Model-Level GNN Explanations via Rule-to-Graph Readout for Logit Reconstruction
Pith reviewed 2026-05-23 00:29 UTC · model grok-4.3
The pith
Logical rules built from subgraph concepts reconstruct a GNN's multiclass logits via its frozen classifier head.
A machine-rendered reading of the paper's core claim, the machinery that carries it, and where it could break.
Core claim
By recasting the pretrained GNN's graph-level readout as a weighted rule-level readout, logical rules formed from grounded subgraph concepts yield embeddings that, when passed through the frozen classifier head, faithfully reproduce the base model's raw multiclass logits on both training and unseen graphs.
What carries the argument
Rule-to-graph readout, which computes embeddings directly from the symbolic structure of logical rules and routes active rules through the frozen original classifier head to reconstruct logits.
If this is right
- Explanations remain instantiable on unseen graphs without retraining.
- Subgraph-level grounding becomes directly available for each active rule.
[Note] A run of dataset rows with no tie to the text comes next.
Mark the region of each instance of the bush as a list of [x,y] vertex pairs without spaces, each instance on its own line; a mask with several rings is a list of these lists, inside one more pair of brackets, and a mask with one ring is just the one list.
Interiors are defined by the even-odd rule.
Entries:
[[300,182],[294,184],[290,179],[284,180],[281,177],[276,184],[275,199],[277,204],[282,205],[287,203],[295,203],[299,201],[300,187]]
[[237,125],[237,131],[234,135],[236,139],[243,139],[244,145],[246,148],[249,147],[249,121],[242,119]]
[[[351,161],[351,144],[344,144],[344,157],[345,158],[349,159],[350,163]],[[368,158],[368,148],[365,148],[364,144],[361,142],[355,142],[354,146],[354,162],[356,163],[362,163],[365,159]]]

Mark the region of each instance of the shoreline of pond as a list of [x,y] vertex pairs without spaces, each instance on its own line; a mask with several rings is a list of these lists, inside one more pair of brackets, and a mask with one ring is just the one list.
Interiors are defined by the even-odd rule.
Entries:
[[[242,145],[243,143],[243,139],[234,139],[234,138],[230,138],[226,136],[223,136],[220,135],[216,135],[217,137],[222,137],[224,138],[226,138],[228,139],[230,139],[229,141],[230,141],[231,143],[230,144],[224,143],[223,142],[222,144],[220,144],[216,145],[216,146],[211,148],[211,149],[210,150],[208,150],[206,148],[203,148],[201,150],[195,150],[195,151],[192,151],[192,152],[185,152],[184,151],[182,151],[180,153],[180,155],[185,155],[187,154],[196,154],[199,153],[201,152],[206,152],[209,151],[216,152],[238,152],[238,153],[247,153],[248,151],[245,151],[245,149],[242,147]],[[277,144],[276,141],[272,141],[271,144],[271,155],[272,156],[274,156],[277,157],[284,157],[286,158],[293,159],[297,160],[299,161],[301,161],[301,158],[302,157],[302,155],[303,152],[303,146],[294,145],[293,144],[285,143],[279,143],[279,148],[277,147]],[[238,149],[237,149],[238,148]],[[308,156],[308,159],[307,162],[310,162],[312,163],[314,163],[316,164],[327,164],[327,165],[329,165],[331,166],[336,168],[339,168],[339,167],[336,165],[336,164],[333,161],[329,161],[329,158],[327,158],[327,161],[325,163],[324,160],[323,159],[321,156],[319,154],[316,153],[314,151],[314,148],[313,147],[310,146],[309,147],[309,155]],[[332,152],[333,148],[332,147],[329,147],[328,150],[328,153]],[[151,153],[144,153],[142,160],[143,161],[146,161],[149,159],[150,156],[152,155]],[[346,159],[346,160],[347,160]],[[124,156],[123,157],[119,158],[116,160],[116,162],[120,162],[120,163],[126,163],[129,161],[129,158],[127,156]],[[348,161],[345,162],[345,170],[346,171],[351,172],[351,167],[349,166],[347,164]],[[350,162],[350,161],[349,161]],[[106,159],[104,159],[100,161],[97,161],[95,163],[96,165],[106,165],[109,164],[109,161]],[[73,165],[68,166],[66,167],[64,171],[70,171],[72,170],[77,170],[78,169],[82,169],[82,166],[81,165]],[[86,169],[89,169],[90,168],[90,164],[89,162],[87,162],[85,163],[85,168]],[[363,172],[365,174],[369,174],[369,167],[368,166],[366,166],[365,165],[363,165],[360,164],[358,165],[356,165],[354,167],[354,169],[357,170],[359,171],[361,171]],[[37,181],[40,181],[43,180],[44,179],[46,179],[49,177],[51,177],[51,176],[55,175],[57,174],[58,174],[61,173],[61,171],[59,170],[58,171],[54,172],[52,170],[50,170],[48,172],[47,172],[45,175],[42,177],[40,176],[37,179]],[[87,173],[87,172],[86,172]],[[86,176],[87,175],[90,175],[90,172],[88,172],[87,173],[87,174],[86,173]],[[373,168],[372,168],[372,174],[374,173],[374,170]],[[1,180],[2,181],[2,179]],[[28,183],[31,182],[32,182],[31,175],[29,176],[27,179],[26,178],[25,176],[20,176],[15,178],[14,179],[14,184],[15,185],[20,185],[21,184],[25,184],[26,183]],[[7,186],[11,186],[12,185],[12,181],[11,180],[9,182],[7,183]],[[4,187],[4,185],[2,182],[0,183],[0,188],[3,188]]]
- Rule-level contribution analysis can be performed at test time for any input.
- Rule ablations show critical rules support the predicted class while suppressing others.
- Prediction agreement matches or exceeds prior class-wise explainers while running up to 20 times faster.
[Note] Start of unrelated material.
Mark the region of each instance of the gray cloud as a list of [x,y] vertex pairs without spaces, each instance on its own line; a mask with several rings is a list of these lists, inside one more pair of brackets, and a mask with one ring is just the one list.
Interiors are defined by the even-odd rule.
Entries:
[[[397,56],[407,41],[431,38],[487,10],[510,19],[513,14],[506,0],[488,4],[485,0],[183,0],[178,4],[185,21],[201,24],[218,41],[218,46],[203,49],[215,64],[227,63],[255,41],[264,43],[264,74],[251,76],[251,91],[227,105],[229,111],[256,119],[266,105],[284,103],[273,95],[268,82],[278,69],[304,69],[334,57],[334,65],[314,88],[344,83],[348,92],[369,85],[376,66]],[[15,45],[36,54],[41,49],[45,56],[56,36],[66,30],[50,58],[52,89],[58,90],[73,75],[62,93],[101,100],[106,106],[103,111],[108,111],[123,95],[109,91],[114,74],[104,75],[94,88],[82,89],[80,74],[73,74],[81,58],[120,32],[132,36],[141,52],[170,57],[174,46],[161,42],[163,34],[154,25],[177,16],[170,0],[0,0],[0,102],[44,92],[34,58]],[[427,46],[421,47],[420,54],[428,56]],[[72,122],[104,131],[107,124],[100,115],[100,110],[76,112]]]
Where Pith is reading between the lines
- The same rule embeddings could be inspected to diagnose whether a GNN has learned spurious subgraph patterns.
- Because rules act as functional units, one could test whether editing or removing specific rules changes downstream predictions in a controllable way.
- The framework might generalize to other readout-based architectures if the classifier head is kept frozen and the rule embedding step is adapted.
Load-bearing premise
Embeddings derived solely from the symbolic form of the logical rules contain enough information for the frozen classifier head to match the original GNN's multiclass logits on both seen and unseen graphs.
What would settle it
Compute the probability-level difference between the rule-reconstructed logits and the base GNN logits on a held-out test set of graphs; large systematic mismatch would falsify the reconstruction claim.
read the original abstract
We propose a novel model-level GNN explanation framework that shifts the explanation target from class-wise rule extraction to rule-based logit reconstruction. Our method recasts the graph-level readout of a pretrained GNN as a weighted rule-level readout: grounded subgraph concepts are composed into logical rules, rule embeddings are computed directly from their symbolic structure, and active rules are passed through the frozen classifier head to reconstruct the GNN's raw multiclass logits. As a result, our approach provides global explanations that remain instantiable on unseen graphs, support subgraph-level grounding, and admit rule-level contribution analysis at test-time. Experiments on three synthetic and two real-world graph classification benchmarks show that our approach faithfully reconstructs the base GNN's raw multiclass logits, achieving high probability-level fidelity across datasets. Rule-level ablations further demonstrate that the identified critical rules actively support the predicted class while suppressing non-target classes, suggesting that they act as functional units rather than merely serving as post-hoc symbolic artifacts. Compared with prior class-wise rule-based explainers, our approach achieves competitive or better prediction agreement while being up to \(20\times\) faster, and additionally provides rule weights, test-time grounding, and logit-level contribution analysis.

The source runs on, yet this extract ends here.